Di diverso nel film di Marshall c’è un senso dell’avventura inedito e ben realizzato, con l’inseguimento in carrozza per salvare il piccolo Georgie o la corsa contro il tempo finale, e lo spirito dei tempi, in una Londra da Grande Depressione che però odora di Brexit e un senso di conservazione molto cauto rispetto all’inno alla disobbedienza del primo, in cui le banche non sono il nemico, ma anzi sono la spina dorsale di una nazione in cui le responsabilità individuali (di Colin Firth, nella fattispecie) sono più gravi delle falle del sistema, ma anche con una definizione dei rapporti tra figli e genitori più fragili e moderne.
Quello che resta inalterato è il pregio tecnico e registico dell’operazione, con Marshall – anche coreografo – che mescola sapientemente gli stili e le tecniche, regalando attimi di magia e immaginazione preziosi, come la sequenza in animazione tradizionale, e bei numeri musicali.
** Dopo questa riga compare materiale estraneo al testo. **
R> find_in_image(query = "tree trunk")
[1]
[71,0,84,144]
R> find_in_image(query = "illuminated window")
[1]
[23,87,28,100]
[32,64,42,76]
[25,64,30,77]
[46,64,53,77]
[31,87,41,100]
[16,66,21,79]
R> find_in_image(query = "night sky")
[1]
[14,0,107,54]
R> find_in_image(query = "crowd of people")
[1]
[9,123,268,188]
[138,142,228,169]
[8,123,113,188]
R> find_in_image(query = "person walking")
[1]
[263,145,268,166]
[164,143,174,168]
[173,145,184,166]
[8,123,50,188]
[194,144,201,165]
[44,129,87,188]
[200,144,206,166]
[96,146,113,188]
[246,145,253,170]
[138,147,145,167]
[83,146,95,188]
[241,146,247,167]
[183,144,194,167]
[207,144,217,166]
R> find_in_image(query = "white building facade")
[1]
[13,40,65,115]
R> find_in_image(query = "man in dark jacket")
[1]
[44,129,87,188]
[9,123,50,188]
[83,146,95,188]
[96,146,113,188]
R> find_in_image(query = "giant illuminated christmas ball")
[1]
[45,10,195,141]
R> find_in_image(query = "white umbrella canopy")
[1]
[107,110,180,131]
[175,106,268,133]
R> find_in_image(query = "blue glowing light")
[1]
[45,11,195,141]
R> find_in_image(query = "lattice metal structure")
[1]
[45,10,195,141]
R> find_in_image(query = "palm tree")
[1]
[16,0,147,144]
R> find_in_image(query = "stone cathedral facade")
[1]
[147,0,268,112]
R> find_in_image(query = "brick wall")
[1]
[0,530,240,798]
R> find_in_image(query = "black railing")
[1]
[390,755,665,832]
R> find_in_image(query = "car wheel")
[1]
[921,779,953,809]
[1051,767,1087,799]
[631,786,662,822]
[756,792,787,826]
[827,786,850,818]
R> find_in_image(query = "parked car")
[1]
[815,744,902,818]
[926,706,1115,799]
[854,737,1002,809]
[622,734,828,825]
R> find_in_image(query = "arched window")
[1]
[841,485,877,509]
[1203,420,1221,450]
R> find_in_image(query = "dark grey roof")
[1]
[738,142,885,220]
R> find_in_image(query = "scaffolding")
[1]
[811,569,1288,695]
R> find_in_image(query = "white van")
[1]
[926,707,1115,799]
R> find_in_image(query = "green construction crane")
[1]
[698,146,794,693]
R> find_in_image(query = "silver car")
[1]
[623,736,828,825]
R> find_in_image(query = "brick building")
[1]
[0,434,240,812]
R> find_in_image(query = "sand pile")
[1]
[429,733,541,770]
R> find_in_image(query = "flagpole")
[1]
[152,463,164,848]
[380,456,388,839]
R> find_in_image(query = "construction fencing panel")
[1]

L’unico limite del film – a parte l’adattamento italiano molto discutibile delle canzoni – è quindi l’esistenza del precedente che il regista guarda costantemente cercando di replicarne lo sprint e quindi rendendo impossibile smarcarsi dal confronto: le critiche negative al film si basano infatti solo sul confronto.
Preso invece come operazione singola, come prodotto cinematografico in quanto tale non si può negare a Il ritorno di Mary Poppins la fragranza dei suoi ingredienti, la bontà artigianale della sua realizzazione, il senso dello spettacolo che Disney non si nega quasi mai. Giudicarlo solamente sulla base della magia del precedente, filtrata dall’età, e di come quella magia sia sfumata in occhi adulti è ingeneroso: chiediamolo semmai ai bambini di oggi, se il film di Marshall ha il giusto tono di magia.